Abgerundet wurde der Besuch durch eine Begehung des Schlossturmes. Dort konnte ich bei strahlender Sonne den Rundblick auf Wiesenburg und den Naturpark Hoher Fläming genießen.

 

Bürgersprechstunde am 31.3 in Bad Belzig

Herzliche Einladung zur Bürgersprechstunde! Ich freue mich auf viele gute und wichtige Gespräche. Gerade in einer Zeit mit vielen politischen Herausforderungen und insbesondere Putins Krieg in der Ukraine ist es umso wichtiger, dass wir uns eng austauschen. Bis Donnerstag!

Besuch der Euthanasie-Gedenkstätte in Brandenburg an der Havel am 30.03.2022

Am 30.03. besuchte ich die Gedenkstätte für die Opfer der Euthanasie-Morde am Nicolaiplatz in Brandenburg an der Havel. Die Gedenkstätte leistet einen besonderen Beitrag für die Erinnerungskultur zu den Verbrechen des Nationalsozialismus, indem sie über die genauen Umstände der lange wenig bekannten Euthanasie-Morde aufklärt.

Während des Besuches führte mich die Gedenkstättenleiterin Dr. Sylvia de Pasquale über das Gelände der ehemaligen Tötungsanstalt und durch die Ausstellung. Dabei erläuterte sie auch die Funktion der Euthanasie-Morde als Vorstufe des Holocaust, denn hier begann Anfang 1940 mitten in der Stadt das Morden mit Gas.

Dr. Silvia de Pasquale beschreibt den Ablauf der menschenverachtenden Euthanasie-Morde, die während des Nationalsozialismus in der Stadt Brandenburg stattgefunden haben.

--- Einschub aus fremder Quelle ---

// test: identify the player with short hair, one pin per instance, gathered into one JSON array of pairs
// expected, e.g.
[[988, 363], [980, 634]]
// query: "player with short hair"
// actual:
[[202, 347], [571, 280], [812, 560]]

Anschließend unterhielten wird uns über die Bildungsarbeit der Gedenkstätte und ihre Förderung durch Bundesmittel. Hierbei wurde deutlich, dass sie wegen ihrer inklusiven pädagogischen Arbeit ein innovativer Leuchtturm unter den deutschen Gedenkstätten ist.

Besuch der Integrationsbeauftragten der Stadt Brandenburg am 30.03.2022

Am 30. März standen die Themen Gleichberechtigung, Integration und Inklusion auf meiner Tagesordnung. Darüber unterhielt ich mich mit der Beauftragten für Integration und Menschen mit Behinderung der Stadt Brandenburg, Katrin Tietz. Ich konnte ihr dabei von zahlreichen Gesetzesreformen für mehr Gleichberechtigung berichten, die wir auf Bundesebene planen. Wir sprachen auch über den Konflikt zwischen Barrierefreiheit und Denkmalschutz und waren uns darüber einig, dass die Teilhabe aller Menschen dort stärker beachtet werden muss.

Katrin Tietz erklärt mir die aktuellen Entwicklungen in ihrem Verantwortungsbereich.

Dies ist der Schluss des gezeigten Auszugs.